Nova Pesquisa Cerebral Mostra que a Dopamina Opera de uma Maneira Completamente Inesperada

Créditos da imagem: A dopamina não é um “tudo ou nada”, mas sim distribuída precisamente para diferentes partes do cérebro. Depositphotos
Em vez de inundar o cérebro como se pensava anteriormente, a dopamina é liberada em rajadas precisas e ultrarrápidas que atingem neurônios específicos. Essa descoberta derruba uma compreensão secular da dopamina e pode revolucionar os tratamentos para condições como TDAH e doença de Parkinson.
Pesquisadores do Campus Médico Anschutz da Universidade do Colorado descobriram, ao estudar a transmissão da dopamina, que o neurotransmissor não se espalha pelo cérebro como uma névoa. Em vez disso, gatilhos específicos fazem com que a dopamina seja liberada em pontos críticos localizados. Em vez de ser gradual ou contínua, a liberação ocorre em rajadas rápidas e direcionadas, que se ativam e desativam e atingem diferentes alvos neurais.
Estudo Revela Sinalização Complexa da Dopamina por trás de Diversas Funções Cerebrais
“Nossa pesquisa mostra que a sinalização da dopamina no cérebro é muito mais complexa do que se acreditava anteriormente”, disse o autor principal, Christopher Ford, professor da Faculdade de Medicina. “Há muito tempo sabemos que a dopamina influencia uma ampla gama de comportamentos, e este estudo começa a explicar como ela pode regular cada um individualmente.”
Utilizando microscopia de dois fótons, os pesquisadores observaram que a dopamina é liberada em pontos críticos distintos com precisão de milissegundos. Isso indica que o cérebro pode direcionar a dopamina com precisão para pequenos grupos de neurônios, permitindo o ajuste fino de ações ou escolhas específicas. Em contraste, a visão tradicional sustentava que a dopamina se difunde amplamente, atuando como um modulador geral do comportamento.

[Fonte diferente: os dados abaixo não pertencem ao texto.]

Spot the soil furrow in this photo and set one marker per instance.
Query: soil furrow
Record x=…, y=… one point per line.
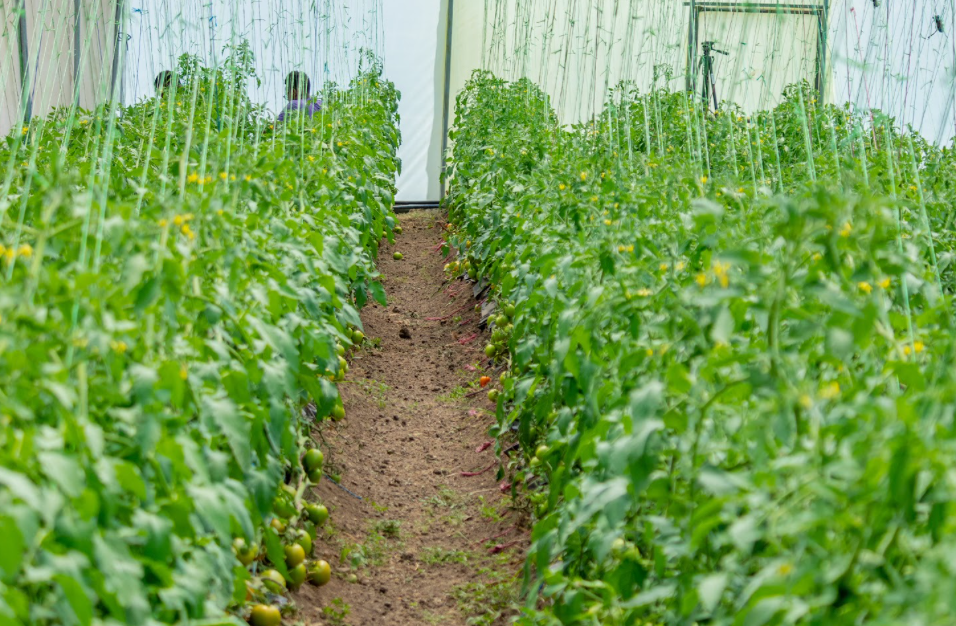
x=412, y=549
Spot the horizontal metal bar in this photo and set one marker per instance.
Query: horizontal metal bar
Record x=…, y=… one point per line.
x=724, y=7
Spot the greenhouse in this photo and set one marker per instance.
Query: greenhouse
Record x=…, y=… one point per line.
x=487, y=312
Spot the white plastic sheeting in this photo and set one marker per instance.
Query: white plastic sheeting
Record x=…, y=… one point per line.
x=415, y=35
x=9, y=67
x=886, y=58
x=322, y=38
x=891, y=58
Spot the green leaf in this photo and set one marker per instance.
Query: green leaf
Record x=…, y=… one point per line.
x=14, y=546
x=221, y=411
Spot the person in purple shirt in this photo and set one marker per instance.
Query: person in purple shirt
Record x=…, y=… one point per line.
x=298, y=89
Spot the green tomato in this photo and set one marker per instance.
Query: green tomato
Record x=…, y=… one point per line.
x=294, y=555
x=320, y=573
x=244, y=552
x=304, y=539
x=273, y=581
x=297, y=576
x=313, y=460
x=284, y=508
x=318, y=513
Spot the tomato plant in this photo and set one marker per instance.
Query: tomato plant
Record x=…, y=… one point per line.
x=176, y=280
x=731, y=355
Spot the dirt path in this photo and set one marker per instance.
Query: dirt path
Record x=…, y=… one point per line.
x=411, y=551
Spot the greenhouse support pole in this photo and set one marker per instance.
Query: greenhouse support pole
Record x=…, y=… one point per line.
x=76, y=52
x=446, y=112
x=692, y=47
x=23, y=36
x=117, y=42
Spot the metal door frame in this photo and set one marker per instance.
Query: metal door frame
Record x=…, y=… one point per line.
x=820, y=11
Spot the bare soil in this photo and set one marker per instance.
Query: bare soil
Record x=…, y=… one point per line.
x=416, y=541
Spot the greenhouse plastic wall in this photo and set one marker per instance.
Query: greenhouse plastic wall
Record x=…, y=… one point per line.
x=578, y=49
x=9, y=67
x=52, y=64
x=323, y=39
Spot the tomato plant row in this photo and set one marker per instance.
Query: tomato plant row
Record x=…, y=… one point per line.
x=177, y=280
x=730, y=361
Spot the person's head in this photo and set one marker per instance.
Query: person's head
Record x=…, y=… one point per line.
x=298, y=86
x=164, y=81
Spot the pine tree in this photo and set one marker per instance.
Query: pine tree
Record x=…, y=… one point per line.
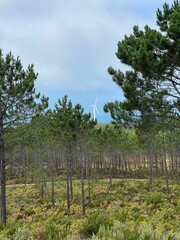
x=17, y=104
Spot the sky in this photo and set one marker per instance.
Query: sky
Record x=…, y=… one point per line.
x=72, y=44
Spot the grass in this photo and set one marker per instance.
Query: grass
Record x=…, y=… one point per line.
x=124, y=210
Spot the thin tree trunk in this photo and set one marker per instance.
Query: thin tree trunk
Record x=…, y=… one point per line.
x=82, y=187
x=165, y=163
x=2, y=171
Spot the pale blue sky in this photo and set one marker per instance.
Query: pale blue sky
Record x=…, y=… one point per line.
x=72, y=43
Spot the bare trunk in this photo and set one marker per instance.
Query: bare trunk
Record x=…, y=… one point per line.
x=2, y=172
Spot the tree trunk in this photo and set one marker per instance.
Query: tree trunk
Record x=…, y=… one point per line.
x=2, y=172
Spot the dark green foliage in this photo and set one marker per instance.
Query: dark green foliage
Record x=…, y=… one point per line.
x=152, y=87
x=91, y=225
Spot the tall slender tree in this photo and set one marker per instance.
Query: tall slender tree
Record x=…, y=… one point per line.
x=17, y=104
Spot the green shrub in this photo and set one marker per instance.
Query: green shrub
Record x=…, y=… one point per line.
x=92, y=224
x=117, y=232
x=51, y=231
x=23, y=234
x=154, y=198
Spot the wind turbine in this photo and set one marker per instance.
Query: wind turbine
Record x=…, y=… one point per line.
x=95, y=110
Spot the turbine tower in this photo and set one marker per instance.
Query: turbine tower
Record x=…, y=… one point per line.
x=95, y=110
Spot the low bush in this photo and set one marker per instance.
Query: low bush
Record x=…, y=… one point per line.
x=92, y=224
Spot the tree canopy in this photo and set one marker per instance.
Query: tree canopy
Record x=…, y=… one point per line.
x=152, y=86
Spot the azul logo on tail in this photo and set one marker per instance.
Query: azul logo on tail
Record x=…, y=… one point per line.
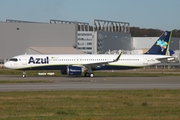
x=162, y=44
x=38, y=60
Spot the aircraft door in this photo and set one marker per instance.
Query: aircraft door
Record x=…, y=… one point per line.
x=24, y=61
x=145, y=60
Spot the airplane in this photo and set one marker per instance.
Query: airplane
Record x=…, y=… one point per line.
x=76, y=64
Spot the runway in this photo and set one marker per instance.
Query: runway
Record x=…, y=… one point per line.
x=96, y=83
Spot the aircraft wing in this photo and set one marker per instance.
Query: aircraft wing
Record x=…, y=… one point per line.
x=102, y=63
x=165, y=59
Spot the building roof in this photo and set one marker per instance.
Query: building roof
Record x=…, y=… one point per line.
x=56, y=50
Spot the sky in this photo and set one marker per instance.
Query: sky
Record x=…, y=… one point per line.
x=155, y=14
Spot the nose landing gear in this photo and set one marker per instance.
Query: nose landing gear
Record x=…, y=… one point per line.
x=24, y=73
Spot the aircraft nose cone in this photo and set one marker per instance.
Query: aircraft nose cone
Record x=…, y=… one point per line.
x=7, y=65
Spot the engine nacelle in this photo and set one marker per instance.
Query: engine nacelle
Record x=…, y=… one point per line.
x=72, y=70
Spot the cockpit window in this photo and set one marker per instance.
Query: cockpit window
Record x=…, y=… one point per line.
x=13, y=59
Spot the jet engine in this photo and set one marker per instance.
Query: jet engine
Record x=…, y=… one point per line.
x=72, y=70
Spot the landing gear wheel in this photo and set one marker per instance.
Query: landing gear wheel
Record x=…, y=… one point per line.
x=24, y=74
x=91, y=75
x=86, y=74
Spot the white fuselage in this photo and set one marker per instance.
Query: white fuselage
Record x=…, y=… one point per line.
x=55, y=62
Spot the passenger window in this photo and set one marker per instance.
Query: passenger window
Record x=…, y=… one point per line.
x=13, y=59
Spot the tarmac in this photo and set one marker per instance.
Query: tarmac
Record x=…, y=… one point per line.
x=86, y=83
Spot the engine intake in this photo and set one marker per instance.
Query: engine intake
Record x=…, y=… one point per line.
x=72, y=70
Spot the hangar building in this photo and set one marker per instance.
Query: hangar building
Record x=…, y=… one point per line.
x=62, y=37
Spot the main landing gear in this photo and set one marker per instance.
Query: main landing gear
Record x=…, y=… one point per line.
x=86, y=74
x=24, y=73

A liberação de dopamina no estriado ocorre com precisão espacial e temporal, revelando um sistema de sinalização muito mais complexo do que se pensava anteriormente. Essa complexidade pode levar a grandes avanços na compreensão e no tratamento de distúrbios ligados ao desequilíbrio da dopamina — como doença de Parkinson, dependência química, esquizofrenia, TDAH e depressão.
Décadas de Pesquisa Mostram que Tratamentos Amplos com Dopamina Não Oferecem Soluções Direcionadas
Um insight fundamental de décadas de neurociência é que não existe um tratamento universal para essas condições. Os medicamentos atuais, como estimulantes para TDAH ou agonistas da dopamina para Parkinson, geralmente visam aumentar os níveis gerais de dopamina, em vez de atingir circuitos específicos.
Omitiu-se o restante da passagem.